Minnesota Department of Human Services data show that patients discharged from methadone treatment programs have higher rates of relapse - are jailed more - than those coming off the state's other chemical dependency treatment programs.

Agency officials said such comparisons are like comparing "apples to oranges," because opiate addiction is distinct from other kinds of chemical dependency.

"What we rely on are national studies that have shown that methadone therapy is the best practice in health care," said Maureen O'Connell, assistant commissioner for chemical and mental health services.

Methadone works by occupying the same brain receptors affected by opiates, blocking the "highs" and "lows" and relieving the craving and withdrawal symptoms for those drugs, according to the U.S. Centers for Disease Control and Prevention. When given in stable doses, the synthetic opiate shouldn't cause highs or lows of its own, so it allows patients to work and function normally in society.

But if abused in large doses, methadone can produce a high, and the body rids itself of the drug relatively slowly, thus increasing the risk that a user will pile dose upon dose in search of a high and wind up dead.

"People do die from it, even in treatment programs," said Nick Reuter, public health analyst for the Substance Abuse and Mental Health Services Agency.

Terence Kall was one of those people. He hurt his back at work in 2003 and was prescribed Oxycontin for the pain. He became addicted and sought narcotics on the streets to fulfill his need, said his father, Joe Kall.

In 2006, Terence Kall enrolled at a Duluth treatment center and, with assistance from taxpayer-funded state health insurance, replaced his addiction to painkillers with an addiction to methadone. He died in 2010 at age 42 from a methadone overdose. Medical records show that methadone was the only drug in his system. Police recovered five bottles of methadone from his home, including one that was three-quarters empty.

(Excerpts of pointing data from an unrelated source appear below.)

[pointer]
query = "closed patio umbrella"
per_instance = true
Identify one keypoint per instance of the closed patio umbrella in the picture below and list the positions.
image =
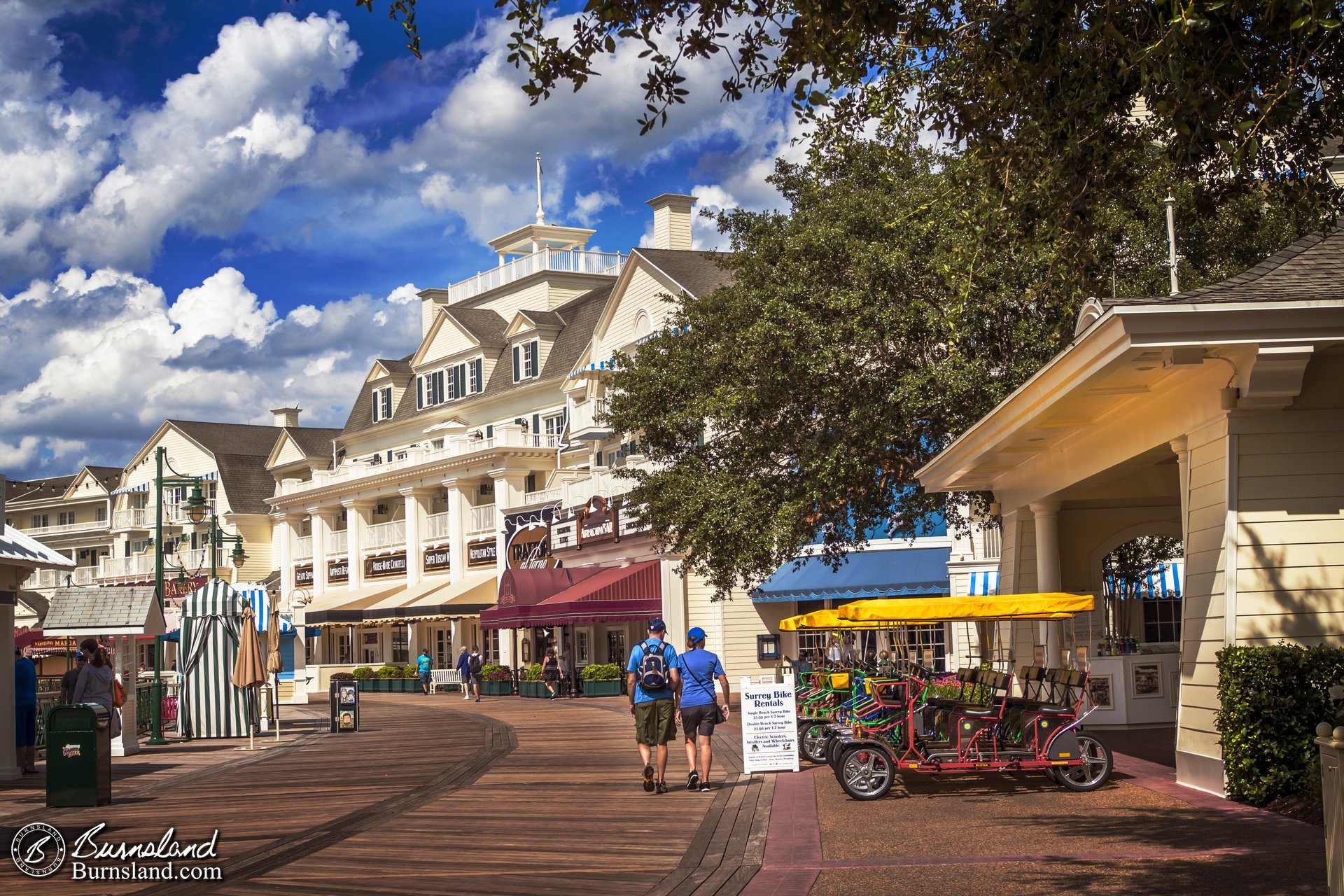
(249, 671)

"I know he wanted to get off of the drug, but he was afraid to," his father said. "The last two years he was walking around like a zombie. He spoke in bullet phrases. He acted like he was drunk."

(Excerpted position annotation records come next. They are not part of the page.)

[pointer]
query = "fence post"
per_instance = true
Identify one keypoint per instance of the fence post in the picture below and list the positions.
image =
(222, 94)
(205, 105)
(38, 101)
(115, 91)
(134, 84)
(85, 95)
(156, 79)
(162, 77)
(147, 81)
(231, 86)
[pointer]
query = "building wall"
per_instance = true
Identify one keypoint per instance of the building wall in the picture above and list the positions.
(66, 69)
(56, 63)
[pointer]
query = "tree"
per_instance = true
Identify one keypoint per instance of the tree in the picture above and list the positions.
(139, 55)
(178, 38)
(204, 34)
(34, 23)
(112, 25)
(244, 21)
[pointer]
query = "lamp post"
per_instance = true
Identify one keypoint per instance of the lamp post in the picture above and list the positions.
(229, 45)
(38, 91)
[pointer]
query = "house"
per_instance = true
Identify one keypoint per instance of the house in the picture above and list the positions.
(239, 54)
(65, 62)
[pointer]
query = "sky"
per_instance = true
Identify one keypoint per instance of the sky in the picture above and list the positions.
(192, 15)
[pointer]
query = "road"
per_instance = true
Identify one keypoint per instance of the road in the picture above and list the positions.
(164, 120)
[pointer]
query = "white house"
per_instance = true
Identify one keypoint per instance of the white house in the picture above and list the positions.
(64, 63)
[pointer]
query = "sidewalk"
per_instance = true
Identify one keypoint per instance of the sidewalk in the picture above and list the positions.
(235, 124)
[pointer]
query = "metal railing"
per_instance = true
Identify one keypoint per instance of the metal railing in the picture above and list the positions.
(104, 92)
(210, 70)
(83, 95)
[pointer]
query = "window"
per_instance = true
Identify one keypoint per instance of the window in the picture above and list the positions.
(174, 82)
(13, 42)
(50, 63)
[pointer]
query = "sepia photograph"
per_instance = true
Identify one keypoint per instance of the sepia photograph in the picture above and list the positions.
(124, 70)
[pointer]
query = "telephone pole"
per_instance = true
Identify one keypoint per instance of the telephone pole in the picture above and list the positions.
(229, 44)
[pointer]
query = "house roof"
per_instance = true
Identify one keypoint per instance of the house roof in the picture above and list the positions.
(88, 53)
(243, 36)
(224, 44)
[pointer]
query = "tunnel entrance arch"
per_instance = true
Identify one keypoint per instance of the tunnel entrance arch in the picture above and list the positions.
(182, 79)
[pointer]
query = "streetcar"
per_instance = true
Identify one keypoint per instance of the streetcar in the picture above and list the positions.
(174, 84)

Supporters of methadone treatment say many of the deaths aren't of people undergoing treatment for addiction but of people prescribed methadone for pain as a cheap alternative to other narcotics such as Oxycontin.

The majority of people in Minnesota who have died from methadone-involved overdoses have other drugs in their system, ranging from other opiates to sedatives to cocaine and alcohol, records show.

"What we're seeing is that people who use methadone to treat opiate addiction are consistently using street drugs to supplement that addiction as well," said Duluth police Sgt. Rodney Wilson, who works with the Lake Superior Drug and Gang Task Force.